I’ve always been a fan of Rich Hickey, from the first time I heard him talk about how much of a gift it had been to have a year of focused time to work on a new programming language. In an effort to resolve a race condition at write time, I was reading recently about database isolation levels. Along the way I briefly wondered, “how would Datomic solve this? Would it be possible to solve a race condition at read time instead?” Along the way, I bumped into this fantastic post on Cognitect’s blog. I so enjoyed the post that I ordered Russ Olson’s Clojure book as soon as I had finished reading it.

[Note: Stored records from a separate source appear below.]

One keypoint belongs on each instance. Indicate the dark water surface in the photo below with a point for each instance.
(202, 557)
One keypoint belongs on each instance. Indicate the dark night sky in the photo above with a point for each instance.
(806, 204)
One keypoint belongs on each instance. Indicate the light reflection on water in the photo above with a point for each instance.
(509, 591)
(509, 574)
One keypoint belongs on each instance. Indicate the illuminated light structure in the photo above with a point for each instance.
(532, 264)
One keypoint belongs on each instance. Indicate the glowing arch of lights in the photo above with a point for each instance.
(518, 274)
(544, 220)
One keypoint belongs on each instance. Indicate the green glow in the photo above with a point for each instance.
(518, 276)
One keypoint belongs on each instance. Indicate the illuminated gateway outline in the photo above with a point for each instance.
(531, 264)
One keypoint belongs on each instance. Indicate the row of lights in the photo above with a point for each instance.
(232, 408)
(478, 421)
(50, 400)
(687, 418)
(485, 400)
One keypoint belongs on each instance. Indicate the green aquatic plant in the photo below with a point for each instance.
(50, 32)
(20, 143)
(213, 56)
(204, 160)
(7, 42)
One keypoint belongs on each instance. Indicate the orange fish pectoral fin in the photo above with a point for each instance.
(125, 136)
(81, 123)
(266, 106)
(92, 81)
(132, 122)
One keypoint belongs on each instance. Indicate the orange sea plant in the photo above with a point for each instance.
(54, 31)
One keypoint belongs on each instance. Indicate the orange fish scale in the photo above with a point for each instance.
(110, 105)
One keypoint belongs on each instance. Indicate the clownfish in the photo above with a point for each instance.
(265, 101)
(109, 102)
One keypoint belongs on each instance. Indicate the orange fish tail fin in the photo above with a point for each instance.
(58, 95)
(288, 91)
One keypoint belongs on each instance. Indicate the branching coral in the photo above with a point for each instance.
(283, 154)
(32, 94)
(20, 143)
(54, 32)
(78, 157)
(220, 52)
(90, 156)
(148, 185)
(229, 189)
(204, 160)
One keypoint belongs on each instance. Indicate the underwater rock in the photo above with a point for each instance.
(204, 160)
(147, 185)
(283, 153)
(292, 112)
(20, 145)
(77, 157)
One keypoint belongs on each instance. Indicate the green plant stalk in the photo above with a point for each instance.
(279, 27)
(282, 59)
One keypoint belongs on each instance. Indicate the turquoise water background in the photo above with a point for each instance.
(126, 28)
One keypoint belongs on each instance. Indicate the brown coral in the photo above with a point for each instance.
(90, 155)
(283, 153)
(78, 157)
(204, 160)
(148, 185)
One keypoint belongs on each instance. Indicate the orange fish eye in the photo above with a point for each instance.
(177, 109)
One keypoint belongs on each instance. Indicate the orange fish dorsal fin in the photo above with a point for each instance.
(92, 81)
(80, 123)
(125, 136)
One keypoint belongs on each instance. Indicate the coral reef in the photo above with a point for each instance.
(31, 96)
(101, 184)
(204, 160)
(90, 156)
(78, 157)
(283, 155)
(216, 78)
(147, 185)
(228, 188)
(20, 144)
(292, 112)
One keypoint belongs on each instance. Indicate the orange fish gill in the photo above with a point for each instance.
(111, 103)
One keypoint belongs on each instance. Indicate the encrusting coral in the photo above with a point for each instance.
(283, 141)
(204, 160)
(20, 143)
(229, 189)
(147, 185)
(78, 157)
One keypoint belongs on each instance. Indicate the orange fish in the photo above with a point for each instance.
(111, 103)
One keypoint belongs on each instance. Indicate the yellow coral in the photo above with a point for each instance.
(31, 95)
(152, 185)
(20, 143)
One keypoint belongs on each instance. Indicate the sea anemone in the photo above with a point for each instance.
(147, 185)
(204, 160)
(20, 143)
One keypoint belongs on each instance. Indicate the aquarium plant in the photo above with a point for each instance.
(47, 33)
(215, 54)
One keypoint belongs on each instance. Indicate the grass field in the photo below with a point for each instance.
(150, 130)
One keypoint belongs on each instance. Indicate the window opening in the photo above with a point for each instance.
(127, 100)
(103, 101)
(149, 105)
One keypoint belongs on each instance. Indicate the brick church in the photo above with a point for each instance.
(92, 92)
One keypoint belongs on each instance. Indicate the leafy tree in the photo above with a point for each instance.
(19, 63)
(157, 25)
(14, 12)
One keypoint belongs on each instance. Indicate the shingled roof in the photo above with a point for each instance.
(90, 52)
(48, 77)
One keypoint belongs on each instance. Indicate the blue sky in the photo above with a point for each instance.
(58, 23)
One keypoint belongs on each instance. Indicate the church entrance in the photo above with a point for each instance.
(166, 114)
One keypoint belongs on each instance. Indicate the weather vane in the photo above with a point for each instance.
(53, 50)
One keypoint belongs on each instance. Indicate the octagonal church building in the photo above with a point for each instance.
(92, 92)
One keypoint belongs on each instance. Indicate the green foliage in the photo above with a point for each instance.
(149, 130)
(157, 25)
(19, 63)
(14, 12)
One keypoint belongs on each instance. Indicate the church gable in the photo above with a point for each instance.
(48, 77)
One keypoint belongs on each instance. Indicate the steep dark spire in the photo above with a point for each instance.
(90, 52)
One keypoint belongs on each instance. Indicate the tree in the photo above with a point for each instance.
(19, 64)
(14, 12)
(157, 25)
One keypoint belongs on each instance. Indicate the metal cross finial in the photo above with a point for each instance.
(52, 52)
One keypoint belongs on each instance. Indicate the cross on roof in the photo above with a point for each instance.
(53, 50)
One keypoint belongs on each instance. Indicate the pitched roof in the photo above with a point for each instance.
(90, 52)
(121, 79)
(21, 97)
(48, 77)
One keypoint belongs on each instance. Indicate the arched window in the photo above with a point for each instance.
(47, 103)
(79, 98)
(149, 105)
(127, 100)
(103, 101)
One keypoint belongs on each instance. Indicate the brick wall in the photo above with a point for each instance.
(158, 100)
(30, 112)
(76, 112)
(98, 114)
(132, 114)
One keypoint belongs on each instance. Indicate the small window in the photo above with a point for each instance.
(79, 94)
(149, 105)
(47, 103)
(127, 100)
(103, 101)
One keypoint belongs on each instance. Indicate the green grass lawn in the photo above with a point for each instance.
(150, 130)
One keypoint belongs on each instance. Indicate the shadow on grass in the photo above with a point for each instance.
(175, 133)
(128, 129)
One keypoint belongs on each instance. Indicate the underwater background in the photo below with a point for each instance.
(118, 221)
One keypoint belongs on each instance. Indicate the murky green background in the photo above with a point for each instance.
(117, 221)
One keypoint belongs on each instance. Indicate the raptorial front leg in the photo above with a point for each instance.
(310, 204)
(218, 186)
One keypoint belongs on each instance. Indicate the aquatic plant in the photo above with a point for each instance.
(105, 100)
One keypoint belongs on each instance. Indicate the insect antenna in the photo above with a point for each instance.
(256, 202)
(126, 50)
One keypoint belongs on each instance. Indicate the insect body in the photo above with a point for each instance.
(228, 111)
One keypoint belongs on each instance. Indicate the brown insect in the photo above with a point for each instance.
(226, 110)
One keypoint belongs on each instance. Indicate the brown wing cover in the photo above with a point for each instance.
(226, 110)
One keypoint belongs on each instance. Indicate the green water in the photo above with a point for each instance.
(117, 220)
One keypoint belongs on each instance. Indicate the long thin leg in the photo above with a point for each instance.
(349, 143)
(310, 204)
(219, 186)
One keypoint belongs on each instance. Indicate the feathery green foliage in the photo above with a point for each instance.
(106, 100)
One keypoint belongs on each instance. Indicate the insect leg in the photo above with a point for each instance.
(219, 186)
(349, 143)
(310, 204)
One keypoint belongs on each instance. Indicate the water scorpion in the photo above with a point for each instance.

Why do I bring this up? I had another small project recently to write a script to transform some data. The notion of this script was: read in a multiline file, transform each line according to a set of rules, write a new file. I ended up with something mostly elegant, but for each of the steps I called Ruby’s map function:

def with_first_rule_applied(line)
  line # apply the rule and return a new line
end

def with_second_rule_applied(line)
  line # apply the rule and return a new line
end

My main method contained something like this:

lines
  .map {|line| with_first_rule_applied(line) }
  .map {|line| with_second_rule_applied(line) }

This was fine. The script worked. I had other things to do. But I kept wondering if there was a way to build such a pipeline in a more elegant fashion. It turns out there is! I specifically remembered function compose(funcs) from Russ Olson’s post above.

A more functional approach

Let’s move to a completely contained example (in Ruby). Say we have some data:

data = [1, 2, 3]

It needs to be transformed according to some rules – in this case we will multiply, divide, and add to each value.

times_two = ->(x) { x * 2 }
divided_by_two = ->(x) { x / 2 }
plus_ten = ->(x) { x + 10 }

This is what we originally had, and it works great:

original = data.map { |x| times_two[x] }
               .map { |x| divided_by_two[x] }
               .map { |x| plus_ten[x] }

However, we can compose a pipeline that will apply each function in succession:

def pipeline_of_maps(*functions)
  proc do |data|
    functions.reduce(data) do |processed_data, function|
      processed_data.map { |datum| function.call(datum) }
    end
  end
end

This returns a proc (that we call my_first_pipeline).

my_first_pipeline = pipeline_of_maps(
  times_two,
  divided_by_two,
  plus_ten
)

The pipeline takes in data.

We can see that the two approaches yield the same result:

original == my_first_pipeline.call(data)
original == [11, 12, 13]